Para quem já tem idade para ter seguido com alguma atenção a evolução política do país durante dezenas de anos não deixa de ser estranho que a simples possibilidade de demissão de um ministro provoque uma tão grande comoção na comunicação social e na classe política como tem sucedido nos últimos dias. Desconfio mesmo que essa atenção não será acompanhada pela esmagadora maioria dos portugueses que têm muito mais em que pensar e com que se preocupar.
Relembrando o essencial desta crise política, tudo começou com a demissão da secretária de Estado do Tesouro que antes tinha sido administradora da TAP, de onde saiu com uma choruda indemnização. Curiosamente, a sua entrada no Governo a convite do ministro das Finanças deu-se para substituir o anterior ocupante da pasta que tinha passado a trabalhar como sec. de Estado adjunto do primeiro-ministro com responsabilidades na área de coordenação do Governo, dado que o seu antecessor nesse lugar foi obrigado a demitir-se ao ter sido tornada pública a sua actuação, algum tempo antes, como presidente da Câmara de Caminha. Em sucessão delirante de acontecimentos, depois da demissão da sec. de Estado do Tesouro, saiu outro sec. de Estado, agora no ministério das Infraestruturas e a seguir foi a vez de o poderoso ministro das Infraestruturas seguir o mesmo caminho. Tudo no meio de descoberta de mentiras sobre mentiras, tendo-se seguido a demissão em directo na televisão, por dois ministros, das duas principais figuras da administração da TAP: a administradora executiva e o presidente do conselho de administração.
E pensar que tudo teve início com a história rocambolesca de um pavilhão pago por uma Câmara, que nunca chegou a existir, história de que todo o país se riu às gargalhadas, pela sua implausibilidade!
Está agora na berlinda João Galamba, ministro das Infraestruturas há cerca de quatro meses, desde a demissão de Pedro Nuno Santos, de quem era, aliás, secretário de Estado.

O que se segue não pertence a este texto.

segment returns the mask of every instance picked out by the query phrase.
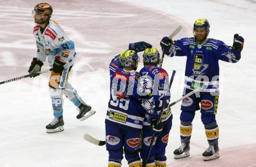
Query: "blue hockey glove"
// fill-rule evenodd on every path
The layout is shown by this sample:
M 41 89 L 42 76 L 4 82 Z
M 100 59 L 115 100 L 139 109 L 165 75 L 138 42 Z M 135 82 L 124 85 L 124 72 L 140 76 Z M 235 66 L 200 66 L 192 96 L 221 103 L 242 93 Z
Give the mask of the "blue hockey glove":
M 42 61 L 37 59 L 37 57 L 34 57 L 31 62 L 30 67 L 29 67 L 29 74 L 35 73 L 41 71 L 41 67 L 44 64 Z M 36 75 L 33 76 L 33 77 L 35 77 L 39 75 Z M 30 77 L 31 78 L 32 77 Z
M 244 39 L 239 36 L 237 34 L 234 35 L 234 42 L 233 43 L 233 48 L 240 52 L 242 51 L 244 46 Z
M 137 52 L 145 50 L 146 48 L 151 48 L 152 45 L 144 41 L 140 41 L 135 43 L 130 43 L 129 49 L 133 50 Z

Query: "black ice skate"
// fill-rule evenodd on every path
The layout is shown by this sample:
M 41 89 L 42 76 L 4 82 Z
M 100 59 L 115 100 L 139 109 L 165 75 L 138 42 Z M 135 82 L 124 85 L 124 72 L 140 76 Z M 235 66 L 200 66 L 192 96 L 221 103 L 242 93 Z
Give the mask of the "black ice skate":
M 79 114 L 76 116 L 76 118 L 80 121 L 84 121 L 96 112 L 95 111 L 91 110 L 90 106 L 81 103 L 78 107 Z
M 209 145 L 207 150 L 202 153 L 204 161 L 207 161 L 219 158 L 219 150 L 218 143 L 215 145 Z
M 187 143 L 182 142 L 182 145 L 180 147 L 173 151 L 174 159 L 180 159 L 189 157 L 190 155 L 189 150 L 190 150 L 189 141 Z
M 59 117 L 56 117 L 50 124 L 46 125 L 46 132 L 52 133 L 63 131 L 64 130 L 63 125 L 64 125 L 63 117 L 61 116 Z

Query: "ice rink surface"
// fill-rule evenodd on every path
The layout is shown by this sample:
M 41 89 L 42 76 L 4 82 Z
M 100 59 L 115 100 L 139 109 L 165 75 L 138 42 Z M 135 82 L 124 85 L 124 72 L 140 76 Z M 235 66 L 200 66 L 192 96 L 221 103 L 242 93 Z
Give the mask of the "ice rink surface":
M 221 158 L 202 161 L 208 143 L 197 111 L 190 157 L 173 159 L 172 153 L 180 144 L 178 104 L 172 108 L 167 166 L 256 166 L 256 1 L 45 2 L 54 8 L 52 19 L 75 43 L 79 57 L 69 81 L 97 113 L 83 122 L 77 120 L 76 107 L 65 99 L 65 130 L 47 134 L 45 126 L 52 119 L 49 74 L 0 85 L 0 167 L 106 166 L 105 147 L 87 142 L 83 136 L 87 133 L 104 139 L 110 60 L 129 42 L 145 41 L 160 49 L 161 39 L 179 25 L 183 29 L 174 39 L 192 37 L 193 24 L 198 18 L 209 20 L 210 38 L 228 45 L 239 33 L 245 39 L 244 49 L 238 63 L 219 62 Z M 36 53 L 31 11 L 39 2 L 0 0 L 0 81 L 27 74 Z M 45 64 L 43 70 L 49 68 Z M 165 58 L 163 67 L 170 74 L 177 71 L 171 89 L 173 100 L 182 96 L 185 64 L 186 57 Z M 140 62 L 138 69 L 141 67 Z M 123 166 L 126 164 L 123 161 Z

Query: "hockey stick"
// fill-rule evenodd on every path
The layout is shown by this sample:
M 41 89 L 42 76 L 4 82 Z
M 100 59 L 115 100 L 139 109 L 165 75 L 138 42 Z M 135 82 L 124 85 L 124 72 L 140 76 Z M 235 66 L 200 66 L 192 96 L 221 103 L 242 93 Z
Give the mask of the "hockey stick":
M 172 71 L 172 77 L 170 77 L 170 83 L 169 84 L 169 90 L 170 90 L 170 88 L 172 87 L 172 82 L 173 82 L 173 78 L 174 78 L 174 76 L 175 75 L 175 74 L 176 74 L 176 71 L 175 70 Z M 166 103 L 166 100 L 167 100 L 166 98 L 167 98 L 167 96 L 165 96 L 165 98 L 164 98 L 164 101 L 163 101 L 162 106 L 161 110 L 160 112 L 160 114 L 159 114 L 160 116 L 157 119 L 157 125 L 158 125 L 160 123 L 160 121 L 161 121 L 161 118 L 162 118 L 162 115 L 163 114 L 163 111 L 165 109 L 165 103 Z M 168 107 L 169 107 L 169 106 L 168 106 Z M 152 125 L 151 125 L 151 128 L 152 128 Z M 156 137 L 155 134 L 153 133 L 151 141 L 150 141 L 150 150 L 148 150 L 148 155 L 147 155 L 147 159 L 145 159 L 144 162 L 143 162 L 143 164 L 142 165 L 143 167 L 146 166 L 147 163 L 148 162 L 148 158 L 150 158 L 150 153 L 151 153 L 152 148 L 153 147 L 153 143 L 154 143 L 154 141 L 155 140 L 155 137 Z
M 174 30 L 170 35 L 169 35 L 168 38 L 170 39 L 173 38 L 174 36 L 175 36 L 177 34 L 179 33 L 179 32 L 180 32 L 180 30 L 182 30 L 182 26 L 179 26 L 179 27 L 177 27 L 176 29 L 175 29 L 175 30 Z M 162 65 L 163 64 L 163 57 L 165 57 L 165 47 L 163 49 L 163 53 L 162 53 L 162 57 L 159 65 L 160 67 L 162 67 Z
M 52 68 L 50 68 L 50 69 L 42 71 L 40 72 L 35 72 L 35 73 L 33 73 L 33 74 L 27 74 L 27 75 L 24 75 L 20 76 L 18 77 L 16 77 L 14 78 L 12 78 L 10 79 L 5 80 L 5 81 L 1 82 L 0 85 L 9 83 L 9 82 L 17 81 L 17 80 L 20 80 L 20 79 L 24 79 L 24 78 L 28 78 L 28 77 L 33 77 L 33 76 L 35 76 L 35 75 L 38 75 L 38 74 L 44 74 L 44 73 L 51 71 L 52 70 Z
M 200 89 L 200 88 L 194 90 L 193 91 L 191 92 L 190 93 L 184 95 L 183 97 L 181 97 L 180 99 L 179 99 L 178 100 L 176 100 L 175 101 L 172 102 L 172 103 L 170 103 L 169 105 L 169 106 L 172 107 L 172 106 L 174 106 L 175 104 L 177 104 L 179 101 L 184 100 L 184 99 L 187 98 L 187 97 L 190 96 L 190 95 L 193 95 L 193 93 L 195 93 L 195 92 L 198 91 L 199 89 Z M 86 141 L 87 141 L 91 143 L 93 143 L 94 144 L 97 145 L 97 146 L 104 146 L 105 144 L 106 144 L 106 141 L 98 140 L 98 139 L 93 137 L 93 136 L 91 136 L 91 135 L 90 135 L 88 133 L 85 133 L 84 135 L 84 139 Z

Na sequência de notícias pelo menos contraditórias sobre notas de reuniões e cenas ocorridas no seu gabinete ministerial reveladas publicamente com detalhe inaudito por João Galamba, o presidente da República veio a público, numa atitude sem precedentes, exigir a saída do ministro, o que foi recusado pelo primeiro-ministro.
Abriu-se assim uma evidente crise institucional entre Governo e presidência da República, algo que já aconteceu anteriormente por diversas vezes no actual regime democrático, lembrem-se as relações entre institucionais muito tensas, para dizer o mínimo, entre Eanes e Sá Carneiro e entre Mário Soares e Cavaco Silva. Contudo, a reacção de Marcelo Rebelo de Sousa à recusa de António Costa em demitir Galamba constituiu um passo em frente que é outra originalidade. Marcelo falou directamente ao país num discurso muitíssimo duro sobre a actuação de João Galamba concluindo por a considerar irresponsável, considerando que a sua continuação como ministro acarreta graves consequências para o Governo e para o próprio Estado a nível de responsabilidade e mesmo de autoridade. Em consequência o Presidente avisou que a sua atitude perante a governação será, apesar de manter colaboração institucional, muito mais severa e rigorosa.
O insólito da situação deve estar a deixar a generalidade dos portugueses atónitos e desagradados com a situação, até porque foram chamados a escolher deputados e consequentemente Governo há pouco mais de um ano, mas sabendo bem que num dia destes terão a possibilidade de dizer o que acham disto tudo através de novo voto.
Já a classe política reage de forma curiosa. Lá longe, na extrema-direita e proximidades clama-se por uma dissolução imediata do parlamento e realização de novas eleições; lá igualmente longe, mas do lado da extrema-esquerda e vizinhança aponta-se que primeiro-ministro e presidente têm igualmente responsabilidades, não pedindo eleições imediatas, mas garantindo não terem medo delas. Nas proximidades, o PSD afasta-se da questão principal, salientando as responsabilidades concretas dos membros do Governo, mas afastando a necessidade de eleições imediatas. Ainda por perto o PS, fechando os olhos à realidade, garante que tudo isto não foge à normalidade democrática, não passando de compreensíveis diferenças de pontos de vista.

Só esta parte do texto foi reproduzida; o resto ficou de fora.